Dr. Roger Schultz, dean of Liberty University School of Arts and Sciences, and Craig Stern, professor at Regent University School of Law, spoke to law students, local lawyers and professors about Adams’ words and the importance of religion in the founding of the United States.
Stern said the founders knew that if they wanted to build a strong government, they needed to have a Christian worldview while drafting the Constitution. President George Washington believed that government could not stand without morals and religion.
“Of all the dispositions and habits which lead to political prosperity, religion and morality are indispensable supports,” Stern said, quoting Washington’s farewell speech of 1796.
Schultz cemented the point of Adams’ quote by giving his own lecture on the importance of religion in the founding days of the United States.
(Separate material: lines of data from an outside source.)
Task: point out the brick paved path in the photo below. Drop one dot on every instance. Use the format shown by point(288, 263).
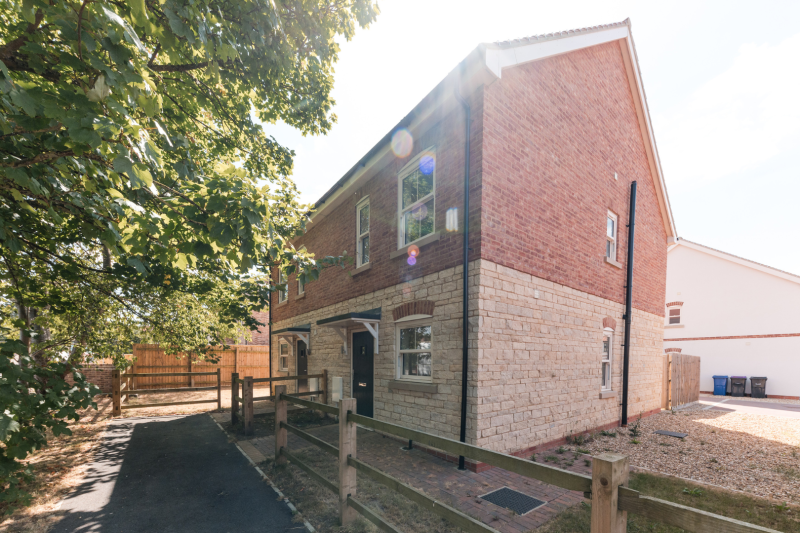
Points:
point(443, 481)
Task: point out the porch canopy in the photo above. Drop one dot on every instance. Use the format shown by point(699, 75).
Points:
point(369, 319)
point(302, 332)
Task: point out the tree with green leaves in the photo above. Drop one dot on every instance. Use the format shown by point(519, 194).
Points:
point(138, 188)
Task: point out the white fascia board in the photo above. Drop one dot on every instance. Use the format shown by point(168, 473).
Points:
point(737, 260)
point(499, 58)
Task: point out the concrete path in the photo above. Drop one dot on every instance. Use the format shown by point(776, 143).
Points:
point(743, 405)
point(172, 474)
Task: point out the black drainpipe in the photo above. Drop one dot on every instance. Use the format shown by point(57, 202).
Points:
point(628, 306)
point(465, 356)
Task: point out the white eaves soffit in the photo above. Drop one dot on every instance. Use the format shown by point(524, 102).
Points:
point(499, 57)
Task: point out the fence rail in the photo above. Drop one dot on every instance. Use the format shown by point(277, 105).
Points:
point(611, 500)
point(120, 389)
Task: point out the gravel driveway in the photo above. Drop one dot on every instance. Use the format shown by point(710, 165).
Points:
point(743, 451)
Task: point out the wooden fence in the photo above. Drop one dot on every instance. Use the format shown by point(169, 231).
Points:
point(252, 360)
point(611, 500)
point(681, 380)
point(122, 385)
point(246, 399)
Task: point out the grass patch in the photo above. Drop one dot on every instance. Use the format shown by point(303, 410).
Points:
point(742, 507)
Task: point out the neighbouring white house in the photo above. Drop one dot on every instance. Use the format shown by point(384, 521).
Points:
point(741, 317)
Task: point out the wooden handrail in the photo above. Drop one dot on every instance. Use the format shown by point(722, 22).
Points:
point(548, 474)
point(308, 403)
point(166, 374)
point(326, 447)
point(156, 391)
point(687, 518)
point(457, 518)
point(286, 378)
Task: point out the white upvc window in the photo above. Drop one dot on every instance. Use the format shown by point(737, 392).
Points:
point(283, 293)
point(414, 351)
point(362, 233)
point(283, 356)
point(416, 199)
point(611, 236)
point(606, 359)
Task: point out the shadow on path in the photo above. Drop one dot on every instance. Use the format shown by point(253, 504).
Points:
point(169, 474)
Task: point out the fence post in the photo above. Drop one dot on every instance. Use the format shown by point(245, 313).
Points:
point(116, 397)
point(234, 401)
point(247, 404)
point(219, 388)
point(347, 473)
point(609, 472)
point(281, 436)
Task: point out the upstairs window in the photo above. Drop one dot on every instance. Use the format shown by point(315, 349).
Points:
point(417, 186)
point(611, 236)
point(283, 294)
point(283, 357)
point(362, 233)
point(605, 361)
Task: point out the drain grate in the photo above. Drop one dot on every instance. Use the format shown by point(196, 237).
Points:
point(513, 500)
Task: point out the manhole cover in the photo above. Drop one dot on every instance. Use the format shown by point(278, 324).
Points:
point(671, 433)
point(513, 500)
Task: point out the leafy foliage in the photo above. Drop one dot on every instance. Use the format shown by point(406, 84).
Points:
point(140, 198)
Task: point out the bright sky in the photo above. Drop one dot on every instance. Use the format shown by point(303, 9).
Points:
point(722, 81)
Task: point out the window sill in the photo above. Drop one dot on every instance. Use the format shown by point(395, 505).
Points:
point(362, 268)
point(433, 237)
point(415, 386)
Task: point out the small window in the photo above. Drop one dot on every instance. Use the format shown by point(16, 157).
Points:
point(362, 233)
point(417, 201)
point(611, 236)
point(283, 358)
point(283, 294)
point(414, 353)
point(605, 364)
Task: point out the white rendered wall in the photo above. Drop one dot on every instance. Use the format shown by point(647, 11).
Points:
point(724, 299)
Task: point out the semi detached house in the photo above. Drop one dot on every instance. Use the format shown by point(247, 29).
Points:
point(551, 132)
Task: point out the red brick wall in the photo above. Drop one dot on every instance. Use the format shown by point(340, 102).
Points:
point(99, 375)
point(337, 232)
point(555, 132)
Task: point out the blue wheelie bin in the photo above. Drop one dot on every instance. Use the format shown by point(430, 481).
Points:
point(720, 385)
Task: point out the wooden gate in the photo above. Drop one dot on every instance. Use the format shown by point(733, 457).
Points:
point(250, 360)
point(681, 380)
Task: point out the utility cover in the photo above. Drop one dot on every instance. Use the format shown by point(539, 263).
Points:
point(513, 500)
point(671, 433)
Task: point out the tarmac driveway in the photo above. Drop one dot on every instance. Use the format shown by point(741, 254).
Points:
point(171, 474)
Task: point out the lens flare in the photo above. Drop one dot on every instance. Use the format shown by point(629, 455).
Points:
point(427, 163)
point(419, 212)
point(402, 142)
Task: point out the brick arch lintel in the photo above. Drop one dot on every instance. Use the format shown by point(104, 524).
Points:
point(417, 307)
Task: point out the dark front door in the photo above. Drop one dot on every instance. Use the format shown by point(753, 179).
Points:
point(363, 366)
point(302, 366)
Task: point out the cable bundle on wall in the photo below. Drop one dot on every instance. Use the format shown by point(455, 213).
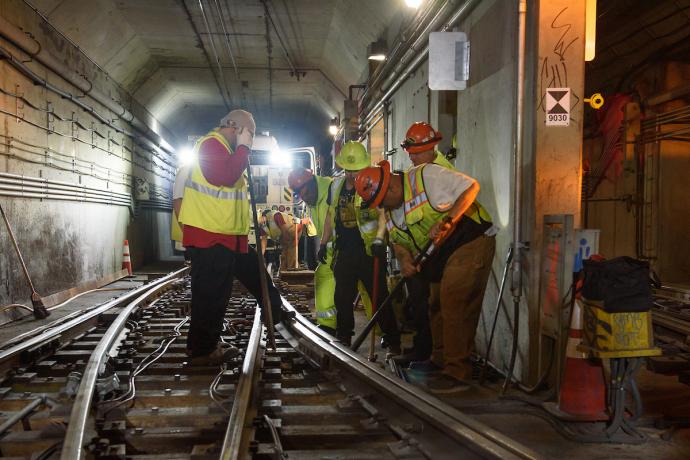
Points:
point(35, 187)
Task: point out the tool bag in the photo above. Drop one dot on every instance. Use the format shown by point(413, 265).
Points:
point(623, 284)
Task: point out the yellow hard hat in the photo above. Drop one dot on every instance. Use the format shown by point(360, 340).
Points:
point(353, 156)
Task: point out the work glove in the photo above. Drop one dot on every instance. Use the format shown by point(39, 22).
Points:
point(378, 248)
point(245, 137)
point(322, 254)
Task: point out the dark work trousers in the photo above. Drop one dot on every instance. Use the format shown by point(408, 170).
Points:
point(247, 273)
point(418, 290)
point(212, 273)
point(352, 264)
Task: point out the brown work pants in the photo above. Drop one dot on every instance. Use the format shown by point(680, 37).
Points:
point(456, 303)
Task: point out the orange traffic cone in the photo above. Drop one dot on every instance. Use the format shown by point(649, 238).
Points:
point(126, 260)
point(582, 394)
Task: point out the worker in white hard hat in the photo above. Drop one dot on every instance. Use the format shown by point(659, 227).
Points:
point(215, 214)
He began with a story about a prayer breakfast in 1954, where many dignitaries spoke including former chief justice Earl Warren. Schultz quoted a passage from Warren’s speech that summed up the main point of the panel discussion.
“I believe no one can read the history of our country without realizing that the good book and the spirit of the savior have from the beginning been our guiding geniuses. Whether we look to the charter of Virginia or the charter of Massachusetts Bay or the fundamental orders of Connecticut, the same objective is present-a Christian land governed by Christian principles,” Schultz said quoting Warren.
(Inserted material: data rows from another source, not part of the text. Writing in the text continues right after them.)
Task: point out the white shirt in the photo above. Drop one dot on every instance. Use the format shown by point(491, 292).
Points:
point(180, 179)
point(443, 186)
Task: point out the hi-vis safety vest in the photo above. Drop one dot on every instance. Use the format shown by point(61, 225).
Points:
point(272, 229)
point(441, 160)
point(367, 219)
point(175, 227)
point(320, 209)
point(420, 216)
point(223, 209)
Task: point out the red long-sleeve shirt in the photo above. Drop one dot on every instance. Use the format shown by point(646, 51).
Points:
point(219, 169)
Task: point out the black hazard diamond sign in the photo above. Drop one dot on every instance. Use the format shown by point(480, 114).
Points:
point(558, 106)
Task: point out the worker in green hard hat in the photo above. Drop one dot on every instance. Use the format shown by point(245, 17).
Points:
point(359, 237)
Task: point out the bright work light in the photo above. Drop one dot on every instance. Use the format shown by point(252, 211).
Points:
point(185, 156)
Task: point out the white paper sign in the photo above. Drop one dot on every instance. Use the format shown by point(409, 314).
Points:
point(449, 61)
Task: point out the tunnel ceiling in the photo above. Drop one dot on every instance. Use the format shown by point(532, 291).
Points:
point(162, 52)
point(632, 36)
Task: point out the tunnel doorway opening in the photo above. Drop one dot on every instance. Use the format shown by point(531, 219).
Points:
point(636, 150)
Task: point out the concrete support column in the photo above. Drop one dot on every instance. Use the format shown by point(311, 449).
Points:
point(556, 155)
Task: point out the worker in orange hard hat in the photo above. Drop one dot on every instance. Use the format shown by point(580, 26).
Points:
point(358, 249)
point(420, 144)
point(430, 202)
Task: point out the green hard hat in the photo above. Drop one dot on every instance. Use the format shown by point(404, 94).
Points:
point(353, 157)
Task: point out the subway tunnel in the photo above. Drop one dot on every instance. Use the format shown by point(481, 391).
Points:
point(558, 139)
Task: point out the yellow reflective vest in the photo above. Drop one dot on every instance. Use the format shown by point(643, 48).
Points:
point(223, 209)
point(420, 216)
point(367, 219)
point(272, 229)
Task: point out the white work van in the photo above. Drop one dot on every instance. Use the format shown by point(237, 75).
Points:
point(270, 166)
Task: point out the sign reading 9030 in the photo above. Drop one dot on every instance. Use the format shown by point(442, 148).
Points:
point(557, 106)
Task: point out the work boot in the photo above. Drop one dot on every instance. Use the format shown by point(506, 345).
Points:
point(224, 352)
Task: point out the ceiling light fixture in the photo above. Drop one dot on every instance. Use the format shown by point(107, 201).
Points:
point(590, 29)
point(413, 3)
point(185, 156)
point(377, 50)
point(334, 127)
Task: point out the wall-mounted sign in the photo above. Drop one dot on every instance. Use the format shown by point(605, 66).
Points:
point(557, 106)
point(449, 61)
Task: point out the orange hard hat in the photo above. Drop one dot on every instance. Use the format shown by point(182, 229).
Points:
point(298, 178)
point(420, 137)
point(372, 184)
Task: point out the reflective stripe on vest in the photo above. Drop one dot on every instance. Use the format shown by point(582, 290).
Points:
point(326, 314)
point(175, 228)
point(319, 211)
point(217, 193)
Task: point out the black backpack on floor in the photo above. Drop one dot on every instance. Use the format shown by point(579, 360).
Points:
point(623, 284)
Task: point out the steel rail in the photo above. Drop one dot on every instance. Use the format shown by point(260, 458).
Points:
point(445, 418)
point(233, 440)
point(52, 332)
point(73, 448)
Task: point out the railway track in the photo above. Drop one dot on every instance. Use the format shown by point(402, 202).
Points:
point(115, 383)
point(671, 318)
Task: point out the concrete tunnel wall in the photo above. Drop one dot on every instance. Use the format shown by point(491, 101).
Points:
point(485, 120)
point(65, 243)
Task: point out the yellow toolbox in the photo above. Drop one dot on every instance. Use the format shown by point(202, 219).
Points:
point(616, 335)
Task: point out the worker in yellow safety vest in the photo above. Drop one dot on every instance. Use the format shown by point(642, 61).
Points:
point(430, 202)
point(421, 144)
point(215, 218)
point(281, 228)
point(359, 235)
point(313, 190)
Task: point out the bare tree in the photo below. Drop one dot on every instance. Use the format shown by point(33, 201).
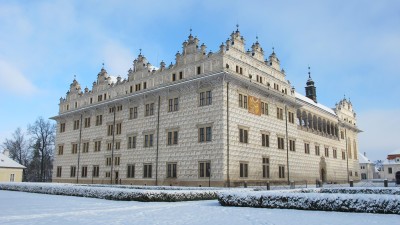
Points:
point(18, 148)
point(42, 136)
point(379, 164)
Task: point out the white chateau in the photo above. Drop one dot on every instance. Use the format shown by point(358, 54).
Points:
point(222, 117)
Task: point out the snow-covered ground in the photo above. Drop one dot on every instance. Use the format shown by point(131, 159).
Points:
point(30, 208)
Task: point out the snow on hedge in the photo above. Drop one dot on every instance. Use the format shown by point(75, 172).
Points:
point(113, 192)
point(311, 199)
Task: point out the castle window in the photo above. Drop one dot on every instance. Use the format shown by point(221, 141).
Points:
point(149, 109)
point(281, 171)
point(279, 113)
point(108, 161)
point(117, 160)
point(110, 130)
point(265, 167)
point(307, 148)
point(96, 171)
point(147, 170)
point(84, 171)
point(243, 135)
point(74, 148)
point(204, 169)
point(205, 98)
point(244, 169)
point(119, 128)
point(292, 145)
point(242, 101)
point(72, 171)
point(97, 146)
point(205, 134)
point(87, 122)
point(131, 142)
point(264, 108)
point(265, 140)
point(133, 113)
point(60, 149)
point(99, 120)
point(130, 171)
point(85, 147)
point(59, 170)
point(171, 170)
point(291, 117)
point(281, 143)
point(62, 127)
point(173, 104)
point(137, 87)
point(317, 150)
point(172, 138)
point(148, 140)
point(76, 124)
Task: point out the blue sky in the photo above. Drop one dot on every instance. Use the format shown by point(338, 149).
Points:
point(353, 48)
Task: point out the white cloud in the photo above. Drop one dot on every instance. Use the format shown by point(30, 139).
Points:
point(117, 58)
point(380, 134)
point(14, 81)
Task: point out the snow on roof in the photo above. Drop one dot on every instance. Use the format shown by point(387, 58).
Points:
point(6, 162)
point(390, 162)
point(311, 102)
point(363, 159)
Schultz referenced early documents in American history that had heavy Christian influence, including the Bill of Rights, which Warren said, “came into being because of the knowledge our forefathers had of the Bible and their belief in it.”
At the end of the lecture, both speakers and School of Law Professor Rodney Chrisman took questions from the audience. Each panelist concluded that the United States could not have had its strong beginnings as a nation without Christian morals and principles and that the Constitution was written with the assumption that the citizens of the United States had Christian morals.
In today’s society, however, Stern said that the majority of Americans do not have Christian morals and, therefore, the government does not reflect Christianity either.
“It seems that without moral foundations, without morality, without a Christian foundation, without notions of self-government (and) without notions of the understandings of civil government, we are bound to misuse the Constitution,” Stern said. “It seems the Constitution is fully inadequate for us as a people falling short.”
The Federalist Society was founded on the principles that the state should exist to preserve freedom, that the separation of governmental powers is central to the Constitution and that it is the duty of the judiciary to define and interpret. These principles were key in the discussion of law and religion. President of the chapter at Liberty’s School of Law Jason Heinen thought that having the panel discussion was key in understanding the current status of America and that the church should address this more often.
“I think it’s good for Christians to look at how the founders viewed the role of religion in the state and its something I don’t think the church especially addresses today that we should address,” Heinen said. “Religion does play a key role in our society and a key role in preserving liberty.”